For about 30 minutes, I felt my world spinning out of control and I was dealing with mixed emotions of fear, sadness, insecurity, and even a little rage.
I can’t say for sure what triggered it, but I think it had something to do with author Simon Sinek.
It’s not Sinek’s fault really, he was only trying to help, but a short video snippet from one of his speeches inadvertently triggered a meltdown.
Have you ever felt that way about someone giving you advice? No matter how good and well-intentioned the advice may be, it fills you with panic because it’s just another thing you need to add to the list of things you’re not doing but should.
There’s also the bonus aspect of trying to do anything in a frustrated state and it feels like all the inanimate objects you come in contact with are plotting against you. Items are either too close or just out of reach.
If things fall, they always roll under the sofa, and always a half-inch from the end of your fingertips.
You bang your head on a cabinet door, stub your toe on a door jam, and spill coffee on your shirt while you’re taking a sip.
Maybe that’s just me, but I was dealing with it in a bad way.
Instead of taking all that negative energy and pushing it onto the people around me, I stomped into the studio, sat down at my desk, and got my hands in the paint.
It was a messy session, with paint, and glue all over my hands. I’m glad I wore my art apron on this day because I’m certain my shirt would have taken a few hits, and within thirty minutes, my woes were all but forgotten.
If you make art, then you know the feeling, but there’s significant evidence that the act of making things triggers the part of your brain that relieves stress and makes you feel rewarded for your actions.
Short story: Making art gives you cookies!
I had a conversation with my mother yesterday. She’s also an artist and she was telling me about a training course she took recently that helped her get past some self-imposed barriers in her art process.
The course dove deep into art technique and process, but also trained her to look at the work from different perspectives and create more tension and balance in her work.

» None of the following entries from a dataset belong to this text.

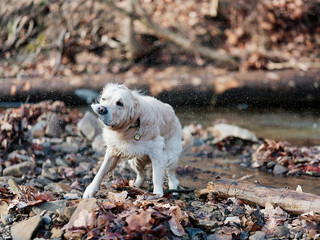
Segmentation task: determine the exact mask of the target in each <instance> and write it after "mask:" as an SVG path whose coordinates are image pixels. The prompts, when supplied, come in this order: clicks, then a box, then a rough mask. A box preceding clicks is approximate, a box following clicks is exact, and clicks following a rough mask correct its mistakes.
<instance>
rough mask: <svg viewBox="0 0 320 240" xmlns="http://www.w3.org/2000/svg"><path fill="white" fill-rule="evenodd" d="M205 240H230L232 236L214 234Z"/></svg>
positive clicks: (209, 236) (211, 235)
mask: <svg viewBox="0 0 320 240" xmlns="http://www.w3.org/2000/svg"><path fill="white" fill-rule="evenodd" d="M207 240H232V235H231V234H225V233H219V232H217V233H215V234H211V235H209V236H208V237H207Z"/></svg>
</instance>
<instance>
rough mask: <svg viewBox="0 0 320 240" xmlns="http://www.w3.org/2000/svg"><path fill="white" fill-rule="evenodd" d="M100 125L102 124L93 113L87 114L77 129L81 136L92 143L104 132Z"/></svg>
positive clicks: (89, 113)
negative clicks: (101, 131) (83, 135)
mask: <svg viewBox="0 0 320 240" xmlns="http://www.w3.org/2000/svg"><path fill="white" fill-rule="evenodd" d="M100 124H101V123H100V122H99V121H98V119H97V118H96V116H95V115H94V114H93V113H91V112H86V113H85V114H84V116H83V118H82V119H81V120H80V121H79V122H78V124H77V127H78V130H79V132H80V133H81V134H83V135H84V136H85V137H86V138H87V139H89V140H91V141H92V140H93V139H94V138H95V137H96V136H98V135H99V134H100V133H101V131H102V128H101V125H100Z"/></svg>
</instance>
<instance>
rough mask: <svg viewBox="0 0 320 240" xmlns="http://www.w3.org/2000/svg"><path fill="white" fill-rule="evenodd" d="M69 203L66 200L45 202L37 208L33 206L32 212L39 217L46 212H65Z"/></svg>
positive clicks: (36, 206) (37, 205)
mask: <svg viewBox="0 0 320 240" xmlns="http://www.w3.org/2000/svg"><path fill="white" fill-rule="evenodd" d="M67 202H68V201H66V200H57V201H52V202H44V203H41V204H38V205H36V206H33V207H32V211H33V212H34V213H35V214H38V215H40V213H42V212H43V211H44V210H45V211H47V212H53V213H55V212H56V211H57V210H58V211H59V212H63V211H64V209H65V208H66V204H67Z"/></svg>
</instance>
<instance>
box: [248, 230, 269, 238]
mask: <svg viewBox="0 0 320 240" xmlns="http://www.w3.org/2000/svg"><path fill="white" fill-rule="evenodd" d="M266 236H267V235H266V233H265V232H262V231H256V232H255V233H254V234H253V235H251V236H250V237H249V240H263V239H266Z"/></svg>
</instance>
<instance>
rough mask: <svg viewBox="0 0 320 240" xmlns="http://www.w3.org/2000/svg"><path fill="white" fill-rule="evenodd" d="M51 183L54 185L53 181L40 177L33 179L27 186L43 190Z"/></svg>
mask: <svg viewBox="0 0 320 240" xmlns="http://www.w3.org/2000/svg"><path fill="white" fill-rule="evenodd" d="M50 183H52V181H51V180H49V179H48V178H45V177H44V176H40V178H33V179H31V180H30V182H29V183H28V184H27V185H30V186H33V187H36V188H40V189H43V188H44V187H45V186H47V185H49V184H50Z"/></svg>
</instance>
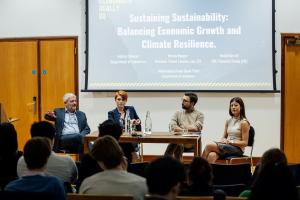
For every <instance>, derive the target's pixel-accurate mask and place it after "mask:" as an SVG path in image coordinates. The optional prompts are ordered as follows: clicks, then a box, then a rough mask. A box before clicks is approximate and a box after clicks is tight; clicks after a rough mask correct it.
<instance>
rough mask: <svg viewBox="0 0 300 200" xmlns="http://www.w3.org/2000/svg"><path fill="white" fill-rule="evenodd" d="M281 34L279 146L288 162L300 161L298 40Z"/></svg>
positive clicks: (299, 56) (298, 48)
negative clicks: (299, 144)
mask: <svg viewBox="0 0 300 200" xmlns="http://www.w3.org/2000/svg"><path fill="white" fill-rule="evenodd" d="M295 36H297V35H292V34H283V35H282V40H281V41H282V86H281V87H282V98H281V123H282V124H281V132H282V133H281V134H282V135H281V136H282V137H281V147H282V149H283V150H284V152H285V154H286V156H287V158H288V161H289V162H292V163H293V162H300V145H299V142H300V103H299V102H300V41H299V43H298V42H297V40H298V39H296V38H295Z"/></svg>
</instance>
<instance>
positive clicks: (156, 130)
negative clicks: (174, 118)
mask: <svg viewBox="0 0 300 200" xmlns="http://www.w3.org/2000/svg"><path fill="white" fill-rule="evenodd" d="M84 4H85V1H84V0H0V38H9V37H33V36H74V35H75V36H78V37H79V58H78V59H79V80H80V89H83V87H84V85H83V84H84V74H83V70H84V68H85V66H84V65H85V55H84V53H83V52H84V48H85V34H84V31H85V16H84V10H85V5H84ZM299 6H300V1H298V0H284V1H283V0H277V1H276V10H277V12H276V30H277V33H276V38H275V39H276V41H275V42H276V48H277V50H278V53H277V55H276V65H277V69H278V71H279V76H280V56H281V55H280V33H281V32H300V25H299V23H297V22H298V15H297V8H298V7H299ZM270 37H271V36H270ZM279 81H280V77H278V80H277V82H278V83H277V85H278V88H280V83H279ZM187 90H188V88H187ZM129 95H130V97H129V101H128V104H129V105H134V106H135V107H136V109H137V111H138V113H139V115H140V117H141V119H142V121H144V119H145V113H146V110H150V111H151V117H152V121H153V129H154V131H167V127H168V126H167V124H168V122H169V119H170V117H171V115H172V114H173V113H174V111H175V110H177V109H180V103H181V102H180V99H181V96H182V93H133V92H131V93H129ZM198 95H199V103H198V104H197V108H198V109H199V110H200V111H202V112H203V113H204V114H205V122H204V123H205V124H204V125H205V126H204V130H203V133H204V134H203V145H205V144H206V143H207V142H209V141H210V140H215V139H218V138H219V137H221V135H222V133H223V127H224V122H225V119H226V118H228V103H229V100H230V99H231V98H232V97H233V96H241V97H242V98H243V99H244V101H245V104H246V112H247V117H248V119H249V120H250V122H251V124H252V125H253V126H254V127H255V130H256V133H257V135H256V138H255V139H256V140H255V148H254V154H255V155H261V154H262V153H263V152H264V151H265V150H266V149H268V148H270V147H279V145H280V94H261V93H256V94H250V93H249V94H244V93H241V94H237V93H198ZM59 98H60V97H59ZM114 106H115V105H114V100H113V93H110V92H101V93H80V109H81V110H83V111H84V112H86V114H87V116H88V121H89V124H90V126H91V129H92V130H96V128H97V125H98V123H99V122H101V121H103V120H105V119H106V117H107V111H108V110H111V109H112V108H113V107H114ZM163 150H164V145H145V153H146V154H160V153H162V152H163Z"/></svg>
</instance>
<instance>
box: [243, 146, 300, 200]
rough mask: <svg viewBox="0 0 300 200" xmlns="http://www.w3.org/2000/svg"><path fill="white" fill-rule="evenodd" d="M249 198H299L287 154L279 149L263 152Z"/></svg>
mask: <svg viewBox="0 0 300 200" xmlns="http://www.w3.org/2000/svg"><path fill="white" fill-rule="evenodd" d="M249 199H255V200H259V199H298V193H297V189H296V184H295V181H294V179H293V177H292V173H291V171H290V169H289V167H288V165H287V161H286V156H285V155H284V153H283V152H282V151H280V150H279V149H276V148H274V149H270V150H268V151H266V152H265V153H264V154H263V156H262V160H261V166H260V168H259V172H258V174H257V177H256V178H255V180H254V182H253V186H252V190H251V194H250V197H249Z"/></svg>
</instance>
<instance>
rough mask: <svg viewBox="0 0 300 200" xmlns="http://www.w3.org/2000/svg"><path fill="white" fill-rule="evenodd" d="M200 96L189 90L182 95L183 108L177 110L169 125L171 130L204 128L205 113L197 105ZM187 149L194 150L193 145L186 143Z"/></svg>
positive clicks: (192, 130) (186, 129)
mask: <svg viewBox="0 0 300 200" xmlns="http://www.w3.org/2000/svg"><path fill="white" fill-rule="evenodd" d="M197 101H198V96H197V94H195V93H190V92H187V93H185V94H184V95H183V97H182V104H181V106H182V110H180V111H177V112H175V114H174V115H173V117H172V119H171V121H170V123H169V127H170V129H171V130H170V131H174V132H181V133H183V132H184V131H188V132H200V131H201V130H202V128H203V121H204V115H203V113H202V112H200V111H198V110H197V109H196V108H195V106H196V103H197ZM184 148H185V151H192V150H193V145H187V144H186V145H184Z"/></svg>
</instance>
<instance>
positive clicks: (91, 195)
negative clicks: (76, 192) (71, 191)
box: [67, 194, 133, 200]
mask: <svg viewBox="0 0 300 200" xmlns="http://www.w3.org/2000/svg"><path fill="white" fill-rule="evenodd" d="M67 200H133V197H132V196H128V195H119V196H116V195H115V196H114V195H112V196H101V195H89V194H68V195H67Z"/></svg>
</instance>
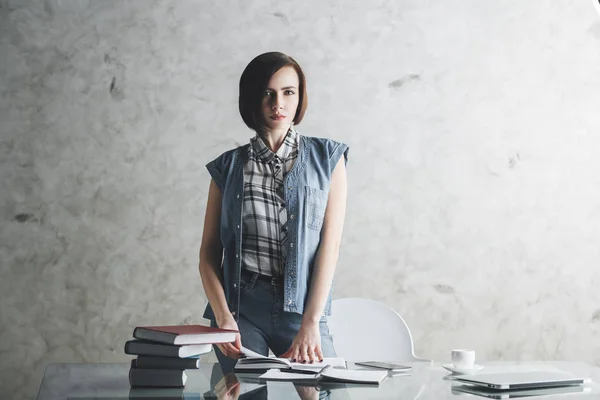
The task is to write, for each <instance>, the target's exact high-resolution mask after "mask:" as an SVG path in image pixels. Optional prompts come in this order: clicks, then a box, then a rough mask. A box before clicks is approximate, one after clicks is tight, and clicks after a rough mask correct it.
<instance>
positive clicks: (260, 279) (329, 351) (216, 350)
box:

I’ve been toying with the idea of creating a similar course, but one that mixes both my art process as well as my design thinking, and sharing how design fundamentals can help improve the artistic eye.
Between the conversation with Mom and my recent exploration, I’m getting closer to understanding how this training will play out, but more importantly, how it can improve lives.
I can see more clear now than ever that creative expression helps us become better versions of ourselves and I cannot wait to share my experiences with others.
I’m deep in the mix of making these new 100 paintings, and if you can believe it, one of the things I’m thinking about is what I’m going to do when I’m done.
I’ll make more art, of course, because there’s always something to paint, and as always, I’ll share it all with you.